Corrosion prevention capability of 1,2,3–triazole derivative on mild steel in an acidic medium: Experimental and theoretical approach

Abstract

The popularity of triazoles for metal corrosion inhibition has increased in recent years. These compounds form a protective film over the metal, which inhibits the interaction among the corrosive agent and metal. By blocking the sites where corrosion typically occurs, triazoles significantly extend the lifespan of metal structures. This makes them an effective and economical choice for various industrial applications. This study explores the ability of 4–nitro–1–octyl–5–phenyl–1H–1,2,3–triazole (NOPT) to inhibit corrosion. The structure of the investigated inhibitor was determined using Proton Nuclear Magnetic Resonance and Carbon–13 Nuclear Magnetic Resonance (¹H NMR and ¹³C NMR) spectroscopy, while its purity was confirmed using Thin Layer Chromatography (TLC). The anticorrosive properties of NOPT on mild steel (MS) samples immersed in 1.0 M HCl were investigated by electrochemical and chemical methods. The inhibitory performance of NOPT was evaluated using scanning electron microscopy (SEM), energy dispersive X–ray spectrometer (EDS) and an atomic force microscope (AFM).
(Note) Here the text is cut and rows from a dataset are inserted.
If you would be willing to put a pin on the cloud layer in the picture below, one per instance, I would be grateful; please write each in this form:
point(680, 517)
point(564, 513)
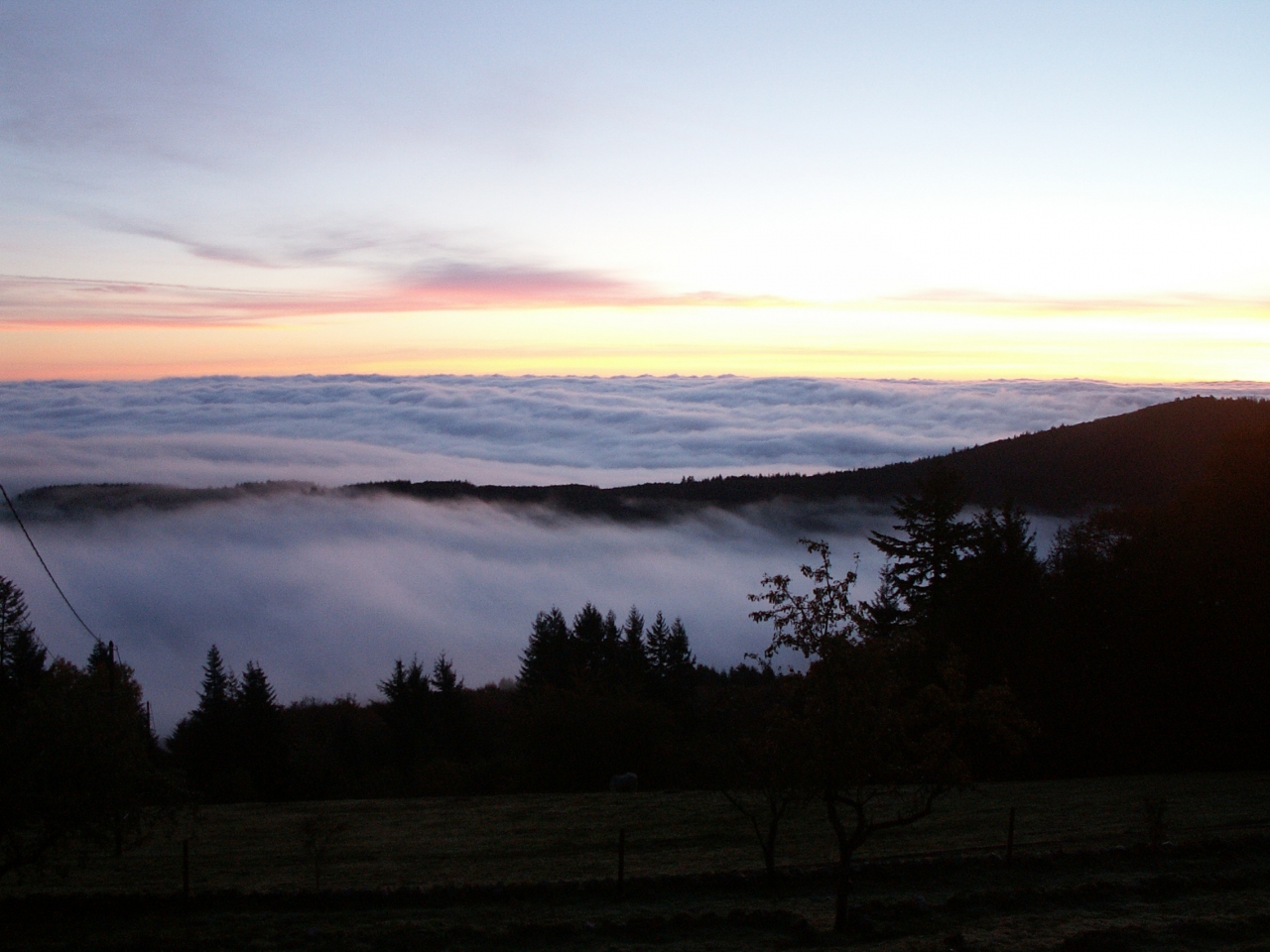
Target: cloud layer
point(325, 593)
point(520, 429)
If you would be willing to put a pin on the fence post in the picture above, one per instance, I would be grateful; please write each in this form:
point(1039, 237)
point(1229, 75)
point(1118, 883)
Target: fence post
point(621, 860)
point(1010, 837)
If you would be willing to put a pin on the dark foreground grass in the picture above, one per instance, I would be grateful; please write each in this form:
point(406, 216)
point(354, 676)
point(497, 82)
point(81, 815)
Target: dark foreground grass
point(536, 873)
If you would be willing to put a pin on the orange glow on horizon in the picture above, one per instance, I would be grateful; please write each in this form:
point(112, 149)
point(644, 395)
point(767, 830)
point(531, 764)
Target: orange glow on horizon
point(748, 340)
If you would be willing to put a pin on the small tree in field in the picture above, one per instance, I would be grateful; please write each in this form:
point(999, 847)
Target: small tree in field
point(883, 746)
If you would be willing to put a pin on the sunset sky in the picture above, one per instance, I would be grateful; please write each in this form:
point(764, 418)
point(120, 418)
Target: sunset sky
point(862, 189)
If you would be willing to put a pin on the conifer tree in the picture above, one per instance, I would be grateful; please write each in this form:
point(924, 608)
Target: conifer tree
point(548, 661)
point(22, 656)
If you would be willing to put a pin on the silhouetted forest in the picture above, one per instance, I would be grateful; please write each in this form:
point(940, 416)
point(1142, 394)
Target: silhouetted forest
point(1141, 644)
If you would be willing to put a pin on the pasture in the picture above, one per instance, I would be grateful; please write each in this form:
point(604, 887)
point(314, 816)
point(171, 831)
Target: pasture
point(538, 871)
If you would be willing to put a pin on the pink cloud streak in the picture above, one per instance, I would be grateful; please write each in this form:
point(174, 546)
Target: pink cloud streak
point(54, 302)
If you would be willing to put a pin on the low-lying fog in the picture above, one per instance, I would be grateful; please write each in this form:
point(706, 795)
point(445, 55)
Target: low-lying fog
point(325, 593)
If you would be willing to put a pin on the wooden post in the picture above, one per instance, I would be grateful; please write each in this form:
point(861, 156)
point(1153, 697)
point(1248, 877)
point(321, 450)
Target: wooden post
point(1010, 837)
point(621, 860)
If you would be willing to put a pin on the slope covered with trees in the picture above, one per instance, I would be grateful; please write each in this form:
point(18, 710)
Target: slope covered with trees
point(1135, 458)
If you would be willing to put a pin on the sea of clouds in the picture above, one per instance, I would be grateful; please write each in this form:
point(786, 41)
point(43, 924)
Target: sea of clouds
point(326, 592)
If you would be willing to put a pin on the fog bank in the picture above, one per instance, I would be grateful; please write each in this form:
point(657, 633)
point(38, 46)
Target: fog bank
point(325, 593)
point(608, 431)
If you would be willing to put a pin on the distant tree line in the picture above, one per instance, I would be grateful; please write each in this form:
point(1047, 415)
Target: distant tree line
point(77, 760)
point(1139, 644)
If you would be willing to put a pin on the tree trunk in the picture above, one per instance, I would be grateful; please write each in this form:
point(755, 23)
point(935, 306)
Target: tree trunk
point(847, 847)
point(842, 902)
point(770, 849)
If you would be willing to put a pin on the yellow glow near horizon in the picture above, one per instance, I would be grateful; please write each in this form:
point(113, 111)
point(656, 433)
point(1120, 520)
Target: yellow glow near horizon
point(957, 341)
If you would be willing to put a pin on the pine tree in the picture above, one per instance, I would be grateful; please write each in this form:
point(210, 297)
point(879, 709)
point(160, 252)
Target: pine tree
point(261, 744)
point(658, 651)
point(921, 563)
point(444, 675)
point(549, 658)
point(220, 687)
point(634, 654)
point(22, 656)
point(409, 715)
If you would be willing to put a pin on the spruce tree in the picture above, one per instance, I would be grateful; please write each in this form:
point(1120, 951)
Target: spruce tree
point(549, 658)
point(22, 656)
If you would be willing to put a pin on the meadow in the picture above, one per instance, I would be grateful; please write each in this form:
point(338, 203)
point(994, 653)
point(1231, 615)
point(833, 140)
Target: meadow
point(539, 871)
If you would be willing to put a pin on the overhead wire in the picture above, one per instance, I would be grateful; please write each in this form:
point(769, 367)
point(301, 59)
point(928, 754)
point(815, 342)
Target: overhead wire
point(50, 572)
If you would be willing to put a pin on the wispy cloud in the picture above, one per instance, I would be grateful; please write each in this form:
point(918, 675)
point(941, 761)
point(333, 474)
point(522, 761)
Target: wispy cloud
point(444, 286)
point(326, 593)
point(968, 301)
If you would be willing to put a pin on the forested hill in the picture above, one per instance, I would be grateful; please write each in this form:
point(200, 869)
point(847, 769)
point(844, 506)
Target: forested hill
point(1135, 458)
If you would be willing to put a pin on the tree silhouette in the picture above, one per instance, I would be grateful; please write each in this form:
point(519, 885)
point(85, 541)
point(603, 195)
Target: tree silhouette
point(549, 658)
point(935, 539)
point(76, 754)
point(883, 747)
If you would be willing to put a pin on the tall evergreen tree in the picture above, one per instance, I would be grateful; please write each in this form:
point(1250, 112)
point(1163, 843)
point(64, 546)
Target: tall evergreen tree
point(935, 540)
point(220, 687)
point(22, 656)
point(261, 743)
point(549, 658)
point(634, 654)
point(409, 715)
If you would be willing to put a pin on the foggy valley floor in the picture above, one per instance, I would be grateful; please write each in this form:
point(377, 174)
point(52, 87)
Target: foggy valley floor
point(539, 871)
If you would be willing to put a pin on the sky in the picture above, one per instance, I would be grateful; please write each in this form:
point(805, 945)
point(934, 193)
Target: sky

The inhibitor reaches its maximum inhibition efficiency of 88.78 % at 150 ppm when the temperature is 302 K. NOPT was found to regulate both cathodic and anodic reactions, and the Langmuir model followed the adsorption isotherm. Based on thermodynamic parameter values, it is suggested that triazoles molecules are physically adsorbed on MS surfaces. Density functional theory (DFT) of NOPT in gas and water phases aligns well with experimental findings. SEM and AFM images indicate that the MS sample immersed in an acidic solution with studied triazole derivative has a smoother surface compared to the acidic solution without the inhibitor. EDS findings confirmed the existence of NOPT molecules on the metal surface.